The bid, an offer of $6.88/share of Santos, was received earlier this week, but Santos has only disclosed the offer Oct. 22 after the board meeting dismissed the offer as “opportunistic.”
Santos Chairman Peter Coates said the proposal neither fit in with the options the company is considering as part of its asset sales process, nor did it reflect the fair underlying asset value of Santos.
Coates added that the proposal was subject to a number of conditions, some of which would be adverse to Santos’ continued evaluation of other alternatives in its current strategic review process.
The review, announced last August, is looking at all options to restore and maximize shareholder value. This review is ongoing, and Coates said it will continue to consider all proposals that deliver appropriate value and certainty for shareholders.
Scepter investors include members of the Brunei and Dubai royal families and is described as a leading merchant bank and direct investment syndicate for sovereign wealth led by the former Blackstone Advisory Partners Asia team.

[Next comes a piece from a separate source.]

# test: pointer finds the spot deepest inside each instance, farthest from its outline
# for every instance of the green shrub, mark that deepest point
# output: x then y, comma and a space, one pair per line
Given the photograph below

It represents in excess of $14 billion in discretionary assets and more than $100 billion in net worth of its core shareholders.
Scepter’s offer is a 26% premium on Santos’ last closing share price of $5.44 (Aus.), but is still well below a recent valuation of $8.34 (Aus.)/share made by analyst Morgan following the bringing on stream of the Gladstone CSG-LNG project in Queensland.
Santos has recently been through tough times because of its large $8.8-billion debt during a time of oil and LNG price weakness, but it is still regarded as a high-value collection of assets.